Du coup, sans l’avoir prémédité, ils contribuent à changer la donne au sein des entreprises où « le courage n’était pas la valeur la plus partagée il y a encore quelque temps », relève la psychologue clinicienne Isabelle Pailleau. Spécialisée dans les questions de bien-être au travail, la professionnelle se félicite de voir cette qualité s’affirmer dans le cadre professionnel grâce à l’émergence de jeunes générations. Leur capacité à dire « non » à une situation qui leur déplait lui apparaît, entre autres, comme un moyen de faire reculer le management par la terreur. L’addition des courages est un rempart aux mauvaises pratiques. Et la force morale des LGBT+ qui sert d’exemple ou d’aiguillon, un atout pour le collectif.

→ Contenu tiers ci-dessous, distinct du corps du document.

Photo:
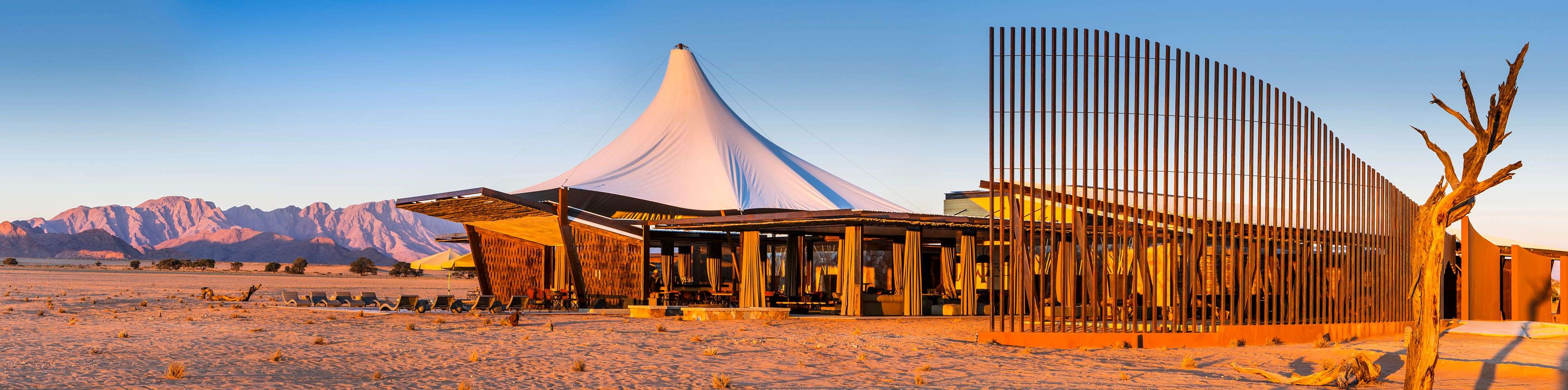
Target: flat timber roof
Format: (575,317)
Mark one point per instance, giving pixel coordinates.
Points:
(807,221)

Favoriser la prise de conscience

« Quand il y a une avancée pour une catégorie de personnes dans l’entreprise, il est évident que c’est une avancée pour tous, rebondit Isabelle Pailleau. Mais encore faut-il avoir les bonnes lunettes pour s’en rendre compte.» Dès lors, comment favoriser cette prise de conscience ? Comment faire comprendre à chaque employé que, non seulement les actions ciblées (en faveur des LGBT+, du handicap, des personnes racisées, des femmes etc.) ne lui enlèvent rien, mais qu’elles peuvent, même, lui être profitables ? D’abord en intégrant qu’un individu doit travailler sur ses peurs et ses blessures pour pouvoir être le plus ouvert possible. « Si je suis persuadé que mon collègue est là pour me piquer ma place, si je trouve injuste qu’il ait le droit de passer avant moi à la cantine parce qu’il est en fauteuil roulant, si je vis toujours les choses comme un manque ou comme quelque chose que l’on me prend, il me sera très difficile d’accueillir l’autre comme quelqu’un qui n’est pas un ennemi, mais qui est juste différent de moi », estime Isabelle Pailleau.

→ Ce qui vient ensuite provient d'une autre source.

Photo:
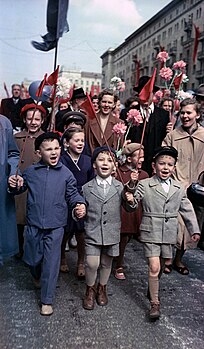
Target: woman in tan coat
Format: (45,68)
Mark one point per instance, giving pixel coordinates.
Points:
(30,132)
(188,139)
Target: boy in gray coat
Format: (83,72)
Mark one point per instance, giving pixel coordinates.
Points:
(102,224)
(162,198)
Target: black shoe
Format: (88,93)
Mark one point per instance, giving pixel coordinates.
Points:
(44,46)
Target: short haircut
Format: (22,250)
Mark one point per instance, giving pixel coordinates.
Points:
(48,136)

Jaleh Bradea se montre, néanmoins, optimiste. Certes, des réactions négatives s’expriment toujours quand tel ou tel groupe voit sa condition s’améliorer au sein  d’une boîte. « Mais, petit à petit, dit-elle, les choses sont en train de changer. » Face à ce réflexe « probablement humain » et qu’elle refuse de juger – « sinon comment parler d’altérité ? » -, elle souligne l’importance du rôle des responsables Inclusion et Diversité. « Notre travail est de faire en sorte qu’il y ait des passerelles entre les communautés et une compréhension sincère de l’autre ». Pour accompagner ces cadres dans leur tâche, des exemples palpables attestent, aujourd’hui, que les mesures en faveur de la diversité n’instaurent pas un système de privilèges. Mais qu’elles obéissent clairement à un pari collectif en mode « gagnant-gagnant ».